Abstract
This poster investigates how human decision-makers respond to algorithmic recommendations in inventory management under uncertainty. While robust optimization (RO) and stochastic optimization (SO) models can significantly improve inventory outcomes, it remains unclear how managers perceive and adopt such advice. To address this gap, we design an online experiment using oTree, in which participants play an “ice bag ordering game” with uncertain weekly demand.

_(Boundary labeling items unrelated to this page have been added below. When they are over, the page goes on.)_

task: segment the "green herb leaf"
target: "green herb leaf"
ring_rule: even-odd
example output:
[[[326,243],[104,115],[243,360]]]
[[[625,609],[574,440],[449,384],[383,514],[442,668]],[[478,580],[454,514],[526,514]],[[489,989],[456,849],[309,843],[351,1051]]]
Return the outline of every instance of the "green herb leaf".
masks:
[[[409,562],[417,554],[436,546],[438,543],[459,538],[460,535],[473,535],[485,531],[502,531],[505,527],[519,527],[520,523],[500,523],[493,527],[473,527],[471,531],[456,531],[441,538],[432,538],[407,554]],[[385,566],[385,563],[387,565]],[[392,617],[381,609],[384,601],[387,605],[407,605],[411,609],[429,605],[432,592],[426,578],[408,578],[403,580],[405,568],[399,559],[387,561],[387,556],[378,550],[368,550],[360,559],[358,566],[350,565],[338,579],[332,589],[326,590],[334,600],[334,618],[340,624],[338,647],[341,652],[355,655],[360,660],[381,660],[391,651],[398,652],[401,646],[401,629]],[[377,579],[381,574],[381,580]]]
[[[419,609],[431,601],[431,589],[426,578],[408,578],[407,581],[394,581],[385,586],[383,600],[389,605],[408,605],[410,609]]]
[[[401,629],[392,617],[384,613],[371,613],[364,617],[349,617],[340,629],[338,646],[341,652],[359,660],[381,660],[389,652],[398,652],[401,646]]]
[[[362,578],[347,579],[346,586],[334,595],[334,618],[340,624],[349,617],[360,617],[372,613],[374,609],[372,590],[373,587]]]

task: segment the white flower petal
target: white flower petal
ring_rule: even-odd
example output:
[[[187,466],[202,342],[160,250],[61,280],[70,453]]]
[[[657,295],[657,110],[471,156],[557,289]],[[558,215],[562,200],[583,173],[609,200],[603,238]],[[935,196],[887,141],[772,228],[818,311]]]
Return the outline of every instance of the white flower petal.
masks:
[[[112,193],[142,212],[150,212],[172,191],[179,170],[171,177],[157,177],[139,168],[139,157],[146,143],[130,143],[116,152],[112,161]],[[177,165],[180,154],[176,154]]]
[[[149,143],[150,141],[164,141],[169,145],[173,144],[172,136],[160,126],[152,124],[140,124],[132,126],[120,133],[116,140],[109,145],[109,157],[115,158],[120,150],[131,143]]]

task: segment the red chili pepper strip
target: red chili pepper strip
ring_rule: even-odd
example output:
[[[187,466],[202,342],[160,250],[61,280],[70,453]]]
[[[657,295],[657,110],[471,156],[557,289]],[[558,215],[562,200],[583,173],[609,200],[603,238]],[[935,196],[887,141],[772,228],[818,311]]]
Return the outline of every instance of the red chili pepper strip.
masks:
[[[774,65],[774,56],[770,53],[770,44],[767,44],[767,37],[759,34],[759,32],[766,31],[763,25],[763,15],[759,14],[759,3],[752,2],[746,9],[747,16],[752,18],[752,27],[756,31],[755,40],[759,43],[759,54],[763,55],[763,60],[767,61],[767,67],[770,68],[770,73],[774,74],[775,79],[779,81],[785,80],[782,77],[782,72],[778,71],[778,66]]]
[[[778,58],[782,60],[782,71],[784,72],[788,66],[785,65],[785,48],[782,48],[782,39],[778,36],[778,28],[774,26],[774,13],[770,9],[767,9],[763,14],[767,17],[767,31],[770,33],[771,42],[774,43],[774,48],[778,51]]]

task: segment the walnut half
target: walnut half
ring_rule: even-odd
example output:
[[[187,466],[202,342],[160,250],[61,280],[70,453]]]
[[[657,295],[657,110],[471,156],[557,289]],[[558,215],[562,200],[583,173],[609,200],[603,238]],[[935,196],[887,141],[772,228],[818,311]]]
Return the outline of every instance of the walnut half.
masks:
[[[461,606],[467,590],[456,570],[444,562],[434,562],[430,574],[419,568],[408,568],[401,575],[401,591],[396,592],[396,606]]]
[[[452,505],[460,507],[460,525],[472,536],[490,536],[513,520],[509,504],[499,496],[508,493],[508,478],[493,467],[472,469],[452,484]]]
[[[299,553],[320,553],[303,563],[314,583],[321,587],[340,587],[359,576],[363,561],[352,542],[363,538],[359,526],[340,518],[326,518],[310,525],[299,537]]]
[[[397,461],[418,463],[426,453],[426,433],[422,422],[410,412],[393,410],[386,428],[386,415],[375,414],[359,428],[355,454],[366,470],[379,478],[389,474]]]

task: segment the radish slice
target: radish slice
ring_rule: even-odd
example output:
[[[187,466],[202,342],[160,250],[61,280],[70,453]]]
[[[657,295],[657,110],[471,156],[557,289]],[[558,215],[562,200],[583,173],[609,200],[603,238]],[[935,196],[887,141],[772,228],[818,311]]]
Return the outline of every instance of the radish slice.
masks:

Treatments vary across three conditions: no recommendation, RO-based recommendation, and SO-based recommendation. We also test how different data windows (12 vs. 60 weeks of historical demand) and cost structures (high-margin, low-margin, high penalty) affect behavior. The study provides behavioral insights into when and why people accept or reject algorithmic advice, offering practical guidance for designing decision-support tools managers actually use. The results contribute to advancing the field of Behavioral Operations Management by bridging optimization models and human judgment.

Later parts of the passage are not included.